Almost half the subjects who received either real or sham acupuncture for 6 months showed clinically relevant improvement in pain intensity or back-specific disability, compared with only one-fourth of the subjects who received a variety of conventional therapies, investigators in the German Acupuncture (GERAC) Trials reported. (See box.)
“To our knowledge, [this] study is the largest and most rigorous trial to investigate the efficacy of verum acupuncture for chronic low-back pain compared with sham acupuncture and guideline-based conventional therapy. The study yielded several surprising results,” said Dr. Michael Haake of the University of Regensburg, Bad Abbach, Germany, and his associates.
The subjects were 1,162 adults with chronic low-back pain who were randomized to conventional treatment or real or sham acupuncture administered by physicians at 340 outpatient practices. The study physicians belonged to various medical specialties, had acquired at least 140 hours of acupuncture training, and had practiced acupuncture for a median of 8 years.
Both types of acupuncture involved at least 10 30-minute sessions, usually twice per week, plus additional sessions if the subjects experienced a 10%–50% reduction in pain intensity.
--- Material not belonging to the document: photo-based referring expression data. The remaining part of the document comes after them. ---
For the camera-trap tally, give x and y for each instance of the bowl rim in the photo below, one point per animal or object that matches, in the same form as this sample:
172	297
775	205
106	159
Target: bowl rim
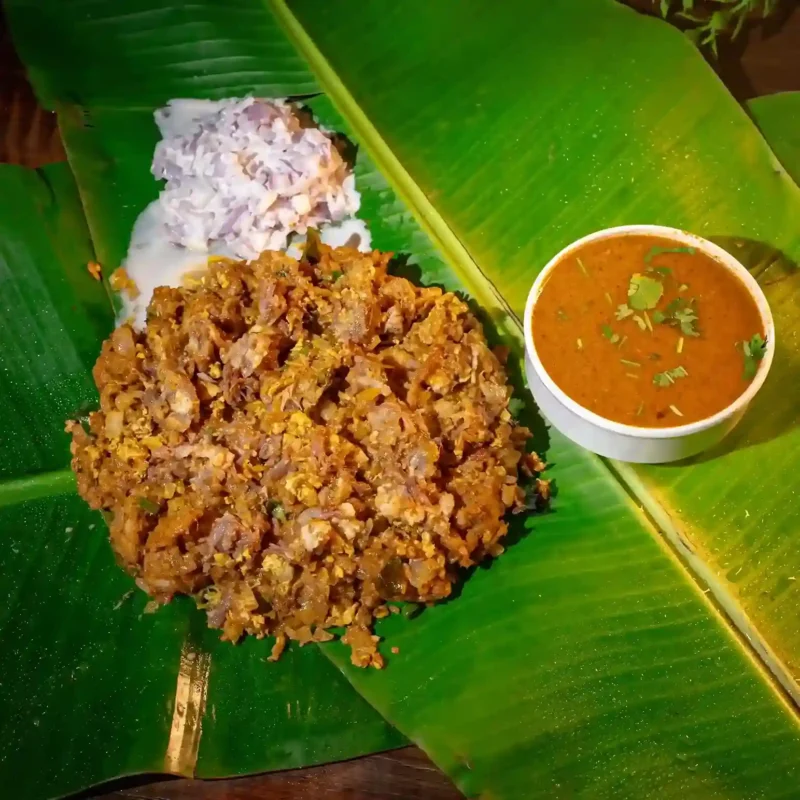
683	237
The two treatments were identical, except that the sham procedure avoided all known acupuncture points or meridians and involved only superficial insertion of the needles, without any manual stimulation. Subjects were unable to distinguish any difference.
Conventional therapies included at least ten 30-minute sessions with a physician or physiotherapist. Treating physicians were free to administer any combination of techniques they deemed useful, including physiotherapy, massage, heat therapy, electrotherapy, injections, analgesics, anti-inflammatory agents, yoga, hydrojet treatment, exercise, and patient education about managing back pain.
True acupuncture and sham acupuncture were equally effective, as well as more effective than conventional therapies, in relieving pain, improving function, and improving quality of life. All the improvements were significant and persisted long after treatment was completed.
“While all randomized trials and meta-analyses to date have failed to show a clear advantage of acupuncture over conventional therapy for chronic low-back pain, our findings demonstrate significant superiority,” the investigators said (Arch. Intern. Med. 2007;167:1892-8).
Largely on the basis of these results, the German Federal Joint Committee of Physicians and Health Insurance Plans–an agency similar to the National Institutes of Health–made acupuncture for low-back pain an insured benefit in that country.
The investigators' finding on sham acupuncture “forces us to question the underlying action mechanism of acupuncture and to ask whether the emphasis placed on learning the traditional Chinese acupuncture points may be superfluous,” Dr. Haake and his associates added.
“The superiority of both forms of acupuncture suggests a common underlying mechanism that may act on pain generation, transmission of pain signals, or processing of pain signals by the central nervous system and that is stronger than the action mechanism of conventional therapy,” they said.